The relevant question for our purposes is whether the emergence of the secular nation state led to a decline in violence. There are those who maintain that violence is indeed on the decrease. For example, Steven Pinker of Harvard points that we no longer brand or flay people, break people on wheel or burn cats alive for entertainment (http://www.edge.org/3rd_culture/pinker07/pinker07_index.html). However, there are others like Ian Kershaw of the University of Sheffield who speaks about progressive increase in violence over the last two centuries (http://folk.uio.no/kjetilrh/slav4114/sitat/kershaw.pdf). The worst wars between 1815 and 1914 were the Crimean War (1856-56, 400,000 dead) and the Franco-Prussian War (1870-71, 184,000 dead). The First World War brought more than 8,000,000 military casualties and, according to some estimates, about 5,000,000 civilian deaths. The Second World War came with at least 40,000,000 casualties, about 27,000,000 civilian.
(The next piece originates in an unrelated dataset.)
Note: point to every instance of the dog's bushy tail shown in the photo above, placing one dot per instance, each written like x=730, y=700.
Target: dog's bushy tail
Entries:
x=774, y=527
Note the dramatic increase in the percentage of civilian casualties, which cannot be attributed solely to the perfecting of technology for mass killing, such as bombing. This increase certainly reflects the overall brutalization of warfare. Add to the mix the Chinese Cultural Revolution (40,000,000 deaths), the victims of Stalin’s famine terror unrelated to World War II (20,000,000), the Pol Pot Genocide in Cambodia (1,500,000 – 2,000,000 people), the Armenian genocide (850,000 – 1,500,000 victims) and the picture becomes even grimmer. Kershaw cites the blending of popular sovereignty with nationalist ideology as the most crucial factor in the eruption of violence after 1919.
Of course, the nineteenth century was the time when the secular nation state emerged in full force.